The `status` filter on list endpoints is validated against these exact values; an invalid value produces a 422 response.

Both `/run/submit` and `/run/screen` return immediately with a `run_id` once the run is accepted. The run starts in `new` status.
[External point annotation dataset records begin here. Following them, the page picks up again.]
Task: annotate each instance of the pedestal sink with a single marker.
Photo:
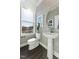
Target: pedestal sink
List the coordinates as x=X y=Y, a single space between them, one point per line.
x=51 y=37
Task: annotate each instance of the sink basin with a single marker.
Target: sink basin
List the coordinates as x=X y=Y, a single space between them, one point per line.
x=50 y=35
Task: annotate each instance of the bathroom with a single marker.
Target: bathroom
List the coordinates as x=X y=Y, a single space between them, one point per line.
x=39 y=26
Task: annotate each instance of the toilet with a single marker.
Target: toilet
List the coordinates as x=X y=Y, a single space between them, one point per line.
x=33 y=42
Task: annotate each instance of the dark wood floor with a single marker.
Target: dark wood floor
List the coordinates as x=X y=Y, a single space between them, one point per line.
x=37 y=53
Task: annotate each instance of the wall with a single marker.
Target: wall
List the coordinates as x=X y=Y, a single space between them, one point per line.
x=42 y=9
x=23 y=40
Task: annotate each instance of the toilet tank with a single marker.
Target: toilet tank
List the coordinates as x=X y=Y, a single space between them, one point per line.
x=38 y=35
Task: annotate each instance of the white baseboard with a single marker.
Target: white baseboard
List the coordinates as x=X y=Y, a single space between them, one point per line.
x=22 y=45
x=55 y=53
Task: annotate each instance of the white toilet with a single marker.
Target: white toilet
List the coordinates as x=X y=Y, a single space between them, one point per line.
x=34 y=42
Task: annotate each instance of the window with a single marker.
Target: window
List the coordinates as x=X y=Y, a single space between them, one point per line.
x=26 y=20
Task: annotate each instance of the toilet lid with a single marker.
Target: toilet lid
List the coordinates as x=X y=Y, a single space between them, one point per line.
x=31 y=40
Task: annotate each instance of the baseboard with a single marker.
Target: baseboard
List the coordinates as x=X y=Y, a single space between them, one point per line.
x=55 y=53
x=22 y=45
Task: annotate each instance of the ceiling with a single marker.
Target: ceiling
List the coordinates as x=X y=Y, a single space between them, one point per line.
x=31 y=4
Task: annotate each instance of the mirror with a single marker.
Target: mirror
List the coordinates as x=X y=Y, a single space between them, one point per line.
x=39 y=23
x=53 y=20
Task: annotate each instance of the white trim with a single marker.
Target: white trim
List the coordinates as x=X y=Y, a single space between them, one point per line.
x=22 y=45
x=55 y=53
x=43 y=45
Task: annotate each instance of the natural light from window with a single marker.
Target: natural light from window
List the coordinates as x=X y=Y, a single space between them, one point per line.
x=26 y=17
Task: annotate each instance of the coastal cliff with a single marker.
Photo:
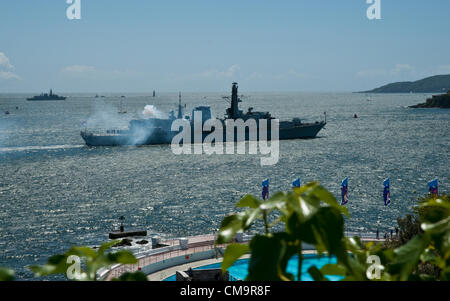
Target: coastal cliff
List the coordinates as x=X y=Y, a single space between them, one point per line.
x=437 y=101
x=433 y=84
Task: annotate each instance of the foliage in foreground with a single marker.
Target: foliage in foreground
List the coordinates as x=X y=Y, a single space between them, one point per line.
x=311 y=215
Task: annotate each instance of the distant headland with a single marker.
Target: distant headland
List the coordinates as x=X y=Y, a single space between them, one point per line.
x=437 y=101
x=433 y=84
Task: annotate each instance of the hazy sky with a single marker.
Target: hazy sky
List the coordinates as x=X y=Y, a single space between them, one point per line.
x=194 y=45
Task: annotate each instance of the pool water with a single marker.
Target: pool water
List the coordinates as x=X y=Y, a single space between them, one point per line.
x=239 y=269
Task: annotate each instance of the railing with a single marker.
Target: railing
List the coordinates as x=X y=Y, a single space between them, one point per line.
x=196 y=244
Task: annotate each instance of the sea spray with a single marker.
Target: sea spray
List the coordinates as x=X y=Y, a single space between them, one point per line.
x=150 y=111
x=106 y=116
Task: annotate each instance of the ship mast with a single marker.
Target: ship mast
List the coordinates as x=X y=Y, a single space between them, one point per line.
x=180 y=109
x=234 y=109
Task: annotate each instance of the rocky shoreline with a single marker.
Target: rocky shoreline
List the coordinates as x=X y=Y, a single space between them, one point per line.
x=437 y=101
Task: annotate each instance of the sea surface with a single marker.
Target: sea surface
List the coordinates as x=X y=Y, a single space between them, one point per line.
x=56 y=192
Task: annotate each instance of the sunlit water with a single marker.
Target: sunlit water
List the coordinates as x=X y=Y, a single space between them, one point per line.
x=239 y=270
x=55 y=192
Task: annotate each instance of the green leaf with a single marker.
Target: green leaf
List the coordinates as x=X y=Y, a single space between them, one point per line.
x=6 y=274
x=249 y=201
x=266 y=254
x=316 y=274
x=233 y=253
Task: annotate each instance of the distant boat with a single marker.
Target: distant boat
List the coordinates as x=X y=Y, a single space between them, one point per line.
x=45 y=96
x=121 y=110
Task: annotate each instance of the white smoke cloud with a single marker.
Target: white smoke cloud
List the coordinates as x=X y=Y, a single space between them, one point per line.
x=150 y=111
x=4 y=61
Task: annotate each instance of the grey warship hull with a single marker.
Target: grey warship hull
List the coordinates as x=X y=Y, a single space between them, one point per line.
x=159 y=131
x=304 y=131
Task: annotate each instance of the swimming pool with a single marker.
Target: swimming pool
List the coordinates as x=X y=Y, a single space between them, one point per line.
x=239 y=269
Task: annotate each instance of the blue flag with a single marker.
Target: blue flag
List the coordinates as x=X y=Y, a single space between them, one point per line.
x=265 y=192
x=387 y=192
x=433 y=187
x=344 y=192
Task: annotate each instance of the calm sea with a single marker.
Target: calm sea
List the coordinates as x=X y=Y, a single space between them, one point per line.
x=55 y=192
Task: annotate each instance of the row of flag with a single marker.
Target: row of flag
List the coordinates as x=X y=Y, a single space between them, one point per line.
x=432 y=188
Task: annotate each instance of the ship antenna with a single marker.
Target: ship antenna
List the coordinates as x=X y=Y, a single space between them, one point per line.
x=180 y=109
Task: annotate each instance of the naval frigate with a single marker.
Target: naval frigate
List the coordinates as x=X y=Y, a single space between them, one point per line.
x=159 y=130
Poll `POST /api/v1/run/status` until the run reaches a terminal state: `complete`, `failed`, or `cancelled`.

## Pagination

`POST /api/v1/run/list` and `POST /api/v1/run/list/jobs` support:

- `limit`
- `after`
- `sort` with `newest` or `oldest`
- `status`

Both endpoints return:

```json
{
  "pagination": {
    "limit": 50,
    "count": 50,
    "has_more": true,
    "next_after": "r0AbCdEfGhIjKlMn"
  }
}
```

## Output Retrieval

- Convenience archive: `GET /api/v1/job/{job_id}/download`
- Optional query param `type` accepts `full`, `structure`, or `data`. Omit it to get `full`.
- `type=full` returns CIFs, per-prediction `*.analysis.json` files, and `analysis_summary.json`.
- `type=structure` returns only CIFs.
- `type=data` returns per-prediction `*.analysis.json` files plus `analysis_summary.json`.
- Per-artifact flow remains available:
  - First call `POST /api/v1/job/output/list` with `{"job_id":"<JOB_ID>"}`.
  - Then call `POST /api/v1/job/output/get` with `{"job_id":"<JOB_ID>","id":"<OUTPUT_ID>"}`.
  - `job/output/get` returns raw file bytes, not the normal JSON wrapper.

Expected output IDs:

- `p...` with `kind: "prediction"` for structure CIF files
- `p..._analysis` with `kind: "analysis"` for per-prediction analysis JSON
- `analysis_summary` with `kind: "analysis_summary"` for the run-level summary JSON

Outputs are available only after the job is complete and all expected public artifacts are present.